ITEM 1.01 ENTRY INTO A MATERIAL DEFINITIVE AGREEMENT
Contribution Agreement
On February 17, 2021, Lodging Fund REIT III OP, LP (the “Operating Partnership”), the operating partnership subsidiary of Lodging Fund REIT III, Inc. (the “Company”) and Houston-Hotel Partners, LLC and Houston Land Partners, LLC (the “Contributors”) entered into a Legendary Equity Preservation UPREIT (Pat. Pend.) Contribution Agreement (the “Contribution Agreement”), pursuant to which the Contributors agreed to contribute the 182-room Hilton Garden Inn Houston Bush Intercontinental Airport hotel in Houston, Texas (the “Hotel Property”) to the Operating Partnership. The Contributors are not affiliated with the Company or Legendary Capital REIT III, LLC, the Company’s external advisor. The aggregate consideration for the Hotel Property is $20,000,000 plus closing costs, subject to adjustment as provided in the Contribution Agreement. The majority of the consideration consists of the assumption or refinancing by the Operating Partnership of existing debt secured by the Hotel Property. The remaining consideration consists of the issuance by the Operating Partnership of Series T Limited Units of the Operating Partnership and the payment by the Operating Partnership of cash. As required by the Contribution Agreement, the Operating Partnership has deposited $50,000 into escrow as earnest money pending the closing or termination of the Contribution Agreement. Except in certain circumstances described in the Contribution Agreement, if the Operating Partnership fails to perform its obligations under the Contribution Agreement, it will forfeit the earnest money.

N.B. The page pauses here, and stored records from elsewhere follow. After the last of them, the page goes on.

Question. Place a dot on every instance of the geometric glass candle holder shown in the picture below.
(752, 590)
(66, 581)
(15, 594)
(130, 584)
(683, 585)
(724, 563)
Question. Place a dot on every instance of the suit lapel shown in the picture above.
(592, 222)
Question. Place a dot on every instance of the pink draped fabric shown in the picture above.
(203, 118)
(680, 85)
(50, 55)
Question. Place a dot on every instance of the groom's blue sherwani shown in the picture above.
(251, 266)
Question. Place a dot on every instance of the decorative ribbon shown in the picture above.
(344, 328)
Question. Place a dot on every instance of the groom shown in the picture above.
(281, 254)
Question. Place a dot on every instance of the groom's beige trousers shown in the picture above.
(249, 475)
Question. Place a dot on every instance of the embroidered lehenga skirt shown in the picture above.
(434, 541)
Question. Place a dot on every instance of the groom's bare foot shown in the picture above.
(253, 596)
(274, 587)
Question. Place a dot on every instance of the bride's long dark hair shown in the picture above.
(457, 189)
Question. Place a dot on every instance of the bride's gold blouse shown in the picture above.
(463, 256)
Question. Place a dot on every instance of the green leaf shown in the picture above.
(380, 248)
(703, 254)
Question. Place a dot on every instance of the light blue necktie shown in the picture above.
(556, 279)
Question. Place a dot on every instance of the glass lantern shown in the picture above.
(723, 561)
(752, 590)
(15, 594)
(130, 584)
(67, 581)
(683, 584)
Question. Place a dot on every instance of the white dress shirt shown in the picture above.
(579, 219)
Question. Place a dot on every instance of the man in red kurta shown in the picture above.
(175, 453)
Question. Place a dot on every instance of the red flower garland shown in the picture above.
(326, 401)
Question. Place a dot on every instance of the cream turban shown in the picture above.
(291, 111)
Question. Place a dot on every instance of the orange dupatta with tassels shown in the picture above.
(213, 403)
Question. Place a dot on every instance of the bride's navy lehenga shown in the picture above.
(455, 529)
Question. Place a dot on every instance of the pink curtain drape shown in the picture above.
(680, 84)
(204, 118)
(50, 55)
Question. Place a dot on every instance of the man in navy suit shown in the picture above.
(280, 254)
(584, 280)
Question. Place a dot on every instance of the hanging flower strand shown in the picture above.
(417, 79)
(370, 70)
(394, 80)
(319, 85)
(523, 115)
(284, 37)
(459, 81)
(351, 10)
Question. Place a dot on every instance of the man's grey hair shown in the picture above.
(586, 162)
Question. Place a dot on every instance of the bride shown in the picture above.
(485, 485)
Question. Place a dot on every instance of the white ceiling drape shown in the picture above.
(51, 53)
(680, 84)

Upon closing, the parties will enter into an amendment to the amended and restated limited partnership agreement of the Operating Partnership to evidence the issuance of the Series T Limited Units to the Contributors. Such Series T Limited Units will be entitled to annual cash distributions of up to 1.8% of the unit value for the three years after closing, depending upon the net operating income (“NOI”) of the Hotel Property during each such applicable year. The Series T Limited Units will convert into Common Limited Units of the Operating Partnership beginning 36 months, or at the option of the Contributors, up to 48 months, after the closing. The number of Common Limited Units to be issued to the Contributors upon conversion will be based upon a capitalization rate applied to the then-current trailing 12-month NOI of the Hotel Property less amounts incurred or accrued by the Operating Partnership for (i) $100,000 contribution towards closing costs, (ii) loan assumption fees and related expenses, (iii) the Original Loan Balance less $300,000, (iv) if applicable, costs of defeasance and related expenses, (v) PIP and capital expenditures, (vi) operating cash infused by the Operating Partnership, (vii) any shortfall of the 10% minimum cumulative yield on Operating Partnership’s invested capital, and (viii) any other unrealized or unreimbursed costs of operating the Hotel Property, calculated pursuant to the terms of the Contribution Agreement, which may be higher or lower than the initial valuation.
The Contribution Agreement contains various covenants, representations and warranties from the respective parties. The acquisition of the Hotel Property by the Operating Partnership is subject to certain closing conditions, including the Operating Partnership’s assumption or refinancing of the existing debt secured by the Hotel Property. There can be no assurance that the Operating Partnership will complete the acquisition of the Hotel Property.